Jeffrey Halperin (Psychology) specializes in the treatment of children with ADHD. He is one of the authors of the article “Distinct Thalamic and Frontal Neuroanatomical Substrates in Children with Familial vs. Non-Familial Attention-Deficit/Hyperactivity Disorder (ADHD),” along with four coauthors: Rahman Baboli and Meng Cao (both from New Jersey Institute of Technology and Rutgers University) and Xiaobo Li (New Jersey Institute of Technology). This article is about the relationship between ADHD and the physical structures of the brain; specifically, it examines the differences between children with ADHD whose parents have also been diagnosed with it (familial), and other children with ADHD (nonfamilial). The researchers recruited a large group of participants and use MRI imaging to study their brains. Compared to the neurotypical subjects, the subjects with ADHD (both familial and non-familial) tended to have a smaller cuneus – a region of the brain associated with processing visual information.  Between the two groups that had ADHD, the familial group tended to have a larger thalamus than the non-familial group. This is a part of the brain involved in the circuit of brain areas that manage attention and cognitive processing. With this and a few other differences, the study suggests that familial ADHD may be more severe than non-familial.

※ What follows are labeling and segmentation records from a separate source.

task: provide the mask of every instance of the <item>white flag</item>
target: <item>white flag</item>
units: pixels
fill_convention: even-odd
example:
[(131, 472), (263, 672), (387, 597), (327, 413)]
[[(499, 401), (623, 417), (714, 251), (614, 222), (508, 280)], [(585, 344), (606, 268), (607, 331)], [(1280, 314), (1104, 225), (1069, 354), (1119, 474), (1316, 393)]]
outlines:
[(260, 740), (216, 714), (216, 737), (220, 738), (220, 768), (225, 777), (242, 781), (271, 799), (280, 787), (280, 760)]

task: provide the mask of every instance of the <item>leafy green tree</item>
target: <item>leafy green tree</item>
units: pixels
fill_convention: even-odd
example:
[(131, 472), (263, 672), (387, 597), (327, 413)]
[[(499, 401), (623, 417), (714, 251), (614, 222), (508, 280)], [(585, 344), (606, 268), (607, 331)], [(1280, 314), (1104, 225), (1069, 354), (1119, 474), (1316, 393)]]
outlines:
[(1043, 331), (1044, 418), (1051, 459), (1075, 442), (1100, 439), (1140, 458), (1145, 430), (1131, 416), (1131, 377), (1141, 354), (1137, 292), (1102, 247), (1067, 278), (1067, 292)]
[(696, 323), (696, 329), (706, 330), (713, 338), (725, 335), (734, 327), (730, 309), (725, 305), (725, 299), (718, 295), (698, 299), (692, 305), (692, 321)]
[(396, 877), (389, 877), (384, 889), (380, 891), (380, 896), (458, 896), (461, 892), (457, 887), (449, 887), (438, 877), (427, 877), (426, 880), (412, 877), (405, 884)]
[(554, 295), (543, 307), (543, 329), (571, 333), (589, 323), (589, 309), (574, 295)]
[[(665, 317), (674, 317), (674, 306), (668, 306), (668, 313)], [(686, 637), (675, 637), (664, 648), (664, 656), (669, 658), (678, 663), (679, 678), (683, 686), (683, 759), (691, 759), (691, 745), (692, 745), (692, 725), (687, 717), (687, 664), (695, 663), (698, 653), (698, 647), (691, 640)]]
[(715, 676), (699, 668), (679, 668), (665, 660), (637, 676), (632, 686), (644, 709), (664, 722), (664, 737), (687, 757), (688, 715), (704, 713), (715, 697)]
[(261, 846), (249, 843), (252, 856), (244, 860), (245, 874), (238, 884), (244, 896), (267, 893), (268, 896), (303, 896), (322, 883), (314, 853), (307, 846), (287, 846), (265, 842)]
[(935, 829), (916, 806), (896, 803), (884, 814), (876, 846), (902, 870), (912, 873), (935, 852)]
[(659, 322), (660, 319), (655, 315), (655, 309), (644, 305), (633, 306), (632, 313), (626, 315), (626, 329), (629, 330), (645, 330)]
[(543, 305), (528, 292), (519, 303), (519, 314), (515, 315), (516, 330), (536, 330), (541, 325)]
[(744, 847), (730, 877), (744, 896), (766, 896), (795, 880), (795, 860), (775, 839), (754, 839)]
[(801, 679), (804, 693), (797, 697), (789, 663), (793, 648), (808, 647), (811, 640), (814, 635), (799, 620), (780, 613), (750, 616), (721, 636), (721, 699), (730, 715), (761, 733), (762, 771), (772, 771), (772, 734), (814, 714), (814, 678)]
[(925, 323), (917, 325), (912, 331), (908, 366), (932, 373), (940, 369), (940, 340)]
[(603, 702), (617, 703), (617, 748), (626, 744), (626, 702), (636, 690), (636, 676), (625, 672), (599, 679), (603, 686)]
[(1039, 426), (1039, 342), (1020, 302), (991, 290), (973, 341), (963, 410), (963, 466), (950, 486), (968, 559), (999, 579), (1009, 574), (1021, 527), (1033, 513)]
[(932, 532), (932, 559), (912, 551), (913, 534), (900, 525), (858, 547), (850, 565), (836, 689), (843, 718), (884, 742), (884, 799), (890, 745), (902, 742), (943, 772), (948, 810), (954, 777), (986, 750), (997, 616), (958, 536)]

For this first time, this column would also like to feature a work that wasn’t written in English! That is, “Mas yo resto: Entrevista con Nancy Morejón,” an interview conducted by Vanessa Pérez-Rosario (English), whose specialty is nineteenth through twenty-first century US Latinx and Caribbean literature and culture. She is also the editor of the journal Small Axe. This interview, conducted in Spanish, is with Nancy Morejón, a well-known Cuban poet, essayist, and critic. In this interview, they discuss Morejón’s life and writings. She began publishing poetry at the age of seventeen, and when El Puente, a group that published new writers, published her work along with that of several other writers of note. She studied French at the University of Havana and wrote her thesis about Aimé Césaire, whom she ended up meeting many years later. Morejón’s work was influenced by Césaire, Nicolás Guillén, and many others. The interview goes on to discuss Morejón’s work and philosophy, including the importance of multilingualism.

Finally, Kevin Birth (Anthropology), who studies the relationship between time and culture, has an article on the pedagogy he uses to help students think of time as culturally contingent: “Teaching Time; Disrupting Common Sense.” His course considers the difference between conventional expressions of time (calendars, clocks, and so on) and the experience of time. He asks students to think creatively about concepts and representations of time. He uses several fascinating strategies to encourage students to think more critically about time and highlight how time is constructed in a cultural context. His assignments use creative due dates based on obscure historical calendars, leap days, natural astronomical cycles, and the lives of plants, as well as relative time measures (“two weeks from now”). Among other things, he asks students to consider the clock both as a cultural artifact and a machine that can be manipulated, and demonstrates the differences between the length of the hour at different historical times with the “world’s worst drum solo.” The class considers capitalist metaphors for time, scientific paradoxes involving time, and more. In any case, as we draw toward the end of the semester, it may be useful to remember that all our measures of time are arbitrary and culturally contingent.

This is one of a series of blog posts featuring faculty publications in CUNY Academic Works. Academic Works is a service of the CUNY Libraries dedicated to collecting and providing access to the research, scholarship, and creative and pedagogical work of the City University of New York. In service to CUNY’s mission as a public university, content in Academic Works is freely available to all.